Another strong year from IBM demonstrates that its relentless software portfolio build-out has succeeded in its goal of grabbing ever more customer logos, share of wallet, and partners. Growth is a complex challenge at this scale – every acquisition brings revenue, but also staff and technology integration challenges, more complexity for Marketing and Sales to deal with. Add to that the difficulties of the economy, and the magnitude of the investment IBM’s biggest customers make – and how easy it would be for their careful shaving of a few points off their spending to have massive impact – and it would be easy to stumble.
Look at the statistics on key measures. IBM has steadily increased free cash (which funds even more M&A and other investment opportunity), net income, EPS (great for investor and strategic customer confidence), and for 6 years in a row, gross margins. In the software business, where maintenance costs and new licensing models are under scrutiny everywhere, and increasingly contentious, margins will be under enormous pressure in the decade ahead. IBM’s transition to new pricing, support and deployment models may be its largest single challenge from a financial perspective, but its breadth of offerings, general goodwill, and sheer size position it well to weather the coming storm.
Part of the solution will clearly come from the Services side of the house, where the Software Group has increased its alignment and partnership model’s impact.
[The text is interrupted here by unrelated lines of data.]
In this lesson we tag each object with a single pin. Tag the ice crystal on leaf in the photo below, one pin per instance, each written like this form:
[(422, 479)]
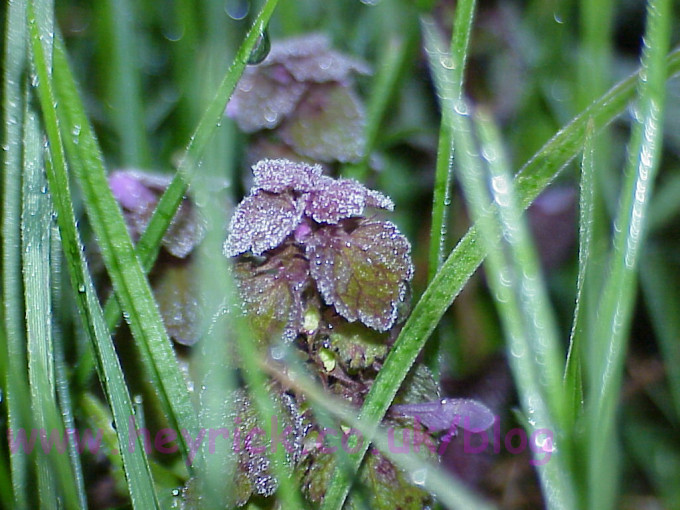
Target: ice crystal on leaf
[(362, 273), (138, 194), (304, 89), (360, 267)]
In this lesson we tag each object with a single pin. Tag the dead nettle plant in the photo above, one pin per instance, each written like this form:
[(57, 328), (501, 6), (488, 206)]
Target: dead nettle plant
[(318, 269)]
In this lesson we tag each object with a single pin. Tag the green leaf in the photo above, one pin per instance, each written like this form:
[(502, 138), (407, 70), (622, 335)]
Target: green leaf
[(361, 270), (139, 479), (272, 293), (328, 125)]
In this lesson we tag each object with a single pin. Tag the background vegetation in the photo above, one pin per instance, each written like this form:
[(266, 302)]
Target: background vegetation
[(549, 90)]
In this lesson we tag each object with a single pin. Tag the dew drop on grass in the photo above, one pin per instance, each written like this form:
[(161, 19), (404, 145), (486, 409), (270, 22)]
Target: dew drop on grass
[(261, 49), (237, 9)]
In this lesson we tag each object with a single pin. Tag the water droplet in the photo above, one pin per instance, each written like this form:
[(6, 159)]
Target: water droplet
[(261, 49), (419, 476), (237, 9)]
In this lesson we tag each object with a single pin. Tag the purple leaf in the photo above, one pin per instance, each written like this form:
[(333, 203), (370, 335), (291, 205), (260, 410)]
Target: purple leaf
[(263, 98), (308, 58), (272, 293), (277, 175), (262, 221), (449, 413), (138, 194), (333, 200), (328, 125), (362, 273)]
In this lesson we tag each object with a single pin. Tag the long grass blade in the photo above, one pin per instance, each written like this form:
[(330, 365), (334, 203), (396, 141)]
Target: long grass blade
[(573, 374), (16, 380), (451, 63), (466, 257), (139, 479), (618, 295)]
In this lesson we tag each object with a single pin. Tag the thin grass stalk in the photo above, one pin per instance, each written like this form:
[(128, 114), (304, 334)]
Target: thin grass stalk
[(466, 257), (15, 381), (618, 295), (140, 483)]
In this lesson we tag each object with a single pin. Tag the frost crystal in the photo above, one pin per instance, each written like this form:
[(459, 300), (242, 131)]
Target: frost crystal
[(261, 222), (304, 88), (308, 225)]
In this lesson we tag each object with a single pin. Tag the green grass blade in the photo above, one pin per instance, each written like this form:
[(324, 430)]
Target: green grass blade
[(125, 271), (573, 382), (466, 257), (123, 81), (446, 488), (147, 247), (139, 478), (13, 100), (54, 470), (618, 295), (452, 64)]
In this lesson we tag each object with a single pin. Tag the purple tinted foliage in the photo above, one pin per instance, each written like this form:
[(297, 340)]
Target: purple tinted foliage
[(138, 193), (277, 175), (448, 413), (272, 293), (360, 267), (363, 273), (306, 88), (310, 58), (328, 125)]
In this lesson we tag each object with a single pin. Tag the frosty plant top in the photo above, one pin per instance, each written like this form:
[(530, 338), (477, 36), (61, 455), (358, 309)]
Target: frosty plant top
[(301, 235)]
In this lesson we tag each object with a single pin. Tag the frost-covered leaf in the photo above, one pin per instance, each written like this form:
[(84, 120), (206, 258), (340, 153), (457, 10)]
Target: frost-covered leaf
[(177, 302), (333, 200), (309, 58), (362, 268), (386, 486), (277, 175), (254, 475), (138, 194), (448, 413), (272, 293), (262, 221), (356, 345), (264, 97), (328, 125)]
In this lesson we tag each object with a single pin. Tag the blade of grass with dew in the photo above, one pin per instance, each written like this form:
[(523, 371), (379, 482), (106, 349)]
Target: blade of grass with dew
[(660, 289), (138, 476), (618, 295), (124, 269), (54, 474), (61, 367), (573, 375), (666, 205), (257, 386), (523, 303), (392, 61), (450, 64), (446, 488), (15, 381), (147, 247), (466, 257), (119, 36)]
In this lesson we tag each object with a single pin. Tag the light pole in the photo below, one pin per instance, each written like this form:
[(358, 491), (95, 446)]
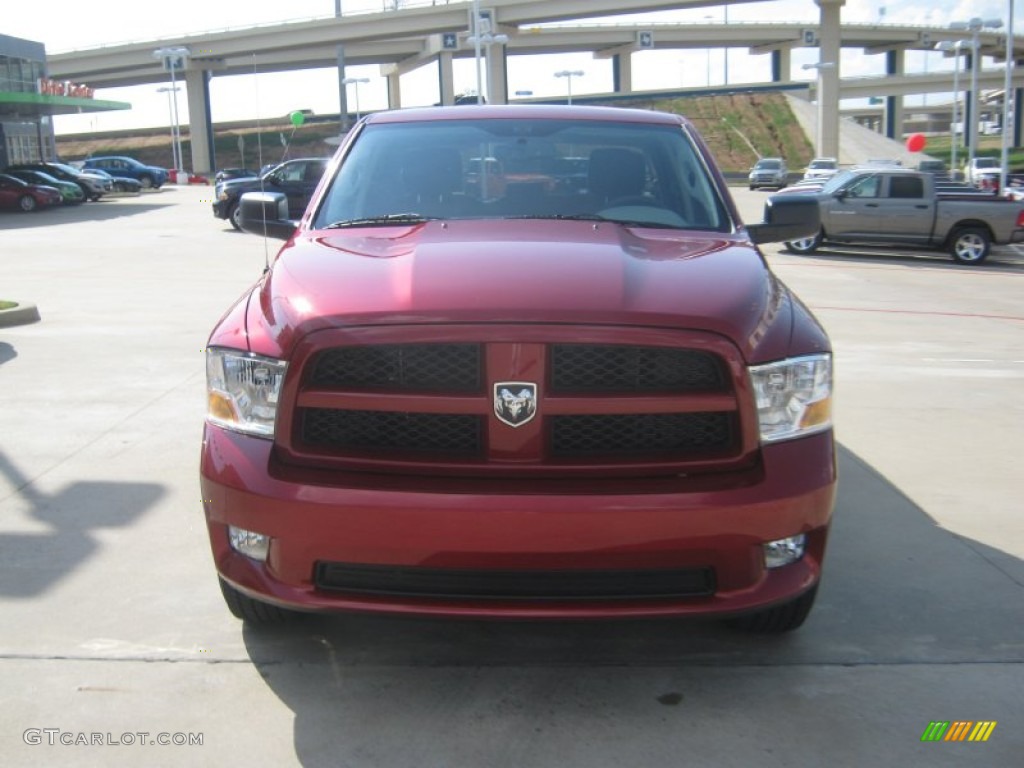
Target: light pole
[(482, 36), (954, 46), (819, 137), (725, 50), (355, 82), (174, 58), (708, 53), (1007, 99), (975, 26), (568, 75), (175, 160)]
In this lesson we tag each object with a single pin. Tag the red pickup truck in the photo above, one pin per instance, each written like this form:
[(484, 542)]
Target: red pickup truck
[(582, 394)]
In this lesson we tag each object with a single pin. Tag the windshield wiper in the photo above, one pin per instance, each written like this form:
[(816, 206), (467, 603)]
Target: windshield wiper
[(384, 219), (561, 216)]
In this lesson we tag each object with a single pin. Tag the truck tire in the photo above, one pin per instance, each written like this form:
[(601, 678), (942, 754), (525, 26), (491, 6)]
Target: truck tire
[(970, 245), (784, 617), (253, 611), (805, 245)]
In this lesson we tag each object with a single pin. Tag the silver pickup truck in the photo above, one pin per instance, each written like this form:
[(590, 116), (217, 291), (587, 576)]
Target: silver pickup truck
[(897, 207)]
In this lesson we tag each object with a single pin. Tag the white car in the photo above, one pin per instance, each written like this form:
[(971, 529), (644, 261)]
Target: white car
[(979, 167), (821, 168)]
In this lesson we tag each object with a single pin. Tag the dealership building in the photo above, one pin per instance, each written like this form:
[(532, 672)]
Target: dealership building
[(29, 99)]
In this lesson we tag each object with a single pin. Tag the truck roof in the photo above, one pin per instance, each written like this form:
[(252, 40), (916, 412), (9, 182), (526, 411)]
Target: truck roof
[(536, 112)]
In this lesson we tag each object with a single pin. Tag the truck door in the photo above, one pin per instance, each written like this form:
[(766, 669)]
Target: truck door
[(908, 214), (854, 211)]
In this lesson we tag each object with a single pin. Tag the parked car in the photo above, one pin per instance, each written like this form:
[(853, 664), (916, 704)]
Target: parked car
[(821, 168), (22, 196), (769, 172), (296, 178), (979, 167), (92, 187), (71, 194), (551, 403), (226, 174), (122, 184), (148, 176), (933, 166), (900, 207)]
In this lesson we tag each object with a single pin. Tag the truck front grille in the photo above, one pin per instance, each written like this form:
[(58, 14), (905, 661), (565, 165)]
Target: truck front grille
[(440, 407), (679, 434), (373, 431), (400, 368), (513, 585), (611, 368)]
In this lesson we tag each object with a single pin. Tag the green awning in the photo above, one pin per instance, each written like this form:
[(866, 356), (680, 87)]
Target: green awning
[(30, 105)]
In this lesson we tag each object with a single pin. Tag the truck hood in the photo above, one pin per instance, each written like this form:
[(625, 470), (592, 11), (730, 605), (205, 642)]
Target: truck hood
[(536, 271)]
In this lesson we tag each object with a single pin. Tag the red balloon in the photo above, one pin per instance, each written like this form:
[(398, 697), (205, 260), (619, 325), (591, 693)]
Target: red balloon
[(915, 141)]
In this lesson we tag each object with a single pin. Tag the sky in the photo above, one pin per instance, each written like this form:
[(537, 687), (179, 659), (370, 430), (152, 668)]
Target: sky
[(97, 23)]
The services team’s delivery of $18.8 billion in signings (up 9%, with a 2% revenue increase) bodes well for an organization increasingly focusing on selling software through business optimization strategies and transformational engagements. Software revenue of $6.6 billion was also up 2% and profit grew 14%. Geographical execution is continuing to help IBM forge ahead of smaller competitors as well; growth market revenue was up 14%.
Results like this fund an R&D team that led in patents for the 17th successive year, more than Microsoft, HP, Oracle, Apple, Accenture and Google combined, the company was happy to point out. $6B a year buys a lot of engineering; the D counts as much as the R, especially when you’re continually bolting new pieces on and incorporating them into the existing portfolio. My readers know I am especially interested in business analytics, where IBM has invested some $10B since 2005 in 14 acquisitions. Information Management software was up 7 percent, with Cognos growing in double digits and gaining share, IBM says. InfoSphere Warehouse was also called out, lending credence to the notion that the platforms for analytics are still growing, and the SPSS acquisition will ramp up the emerging predictive opportunity.
The data speaks for itself. IBM’s software strategy has proven its legs, and continues to deliver increasing value to corporate success. The model shows few if any signs of wear, and if IBM can continue to execute well through the transitions to cloud, new licensing, and continued competition as well as it has for the pst few years, the decade ahead seems likely to be characterized by still more growth.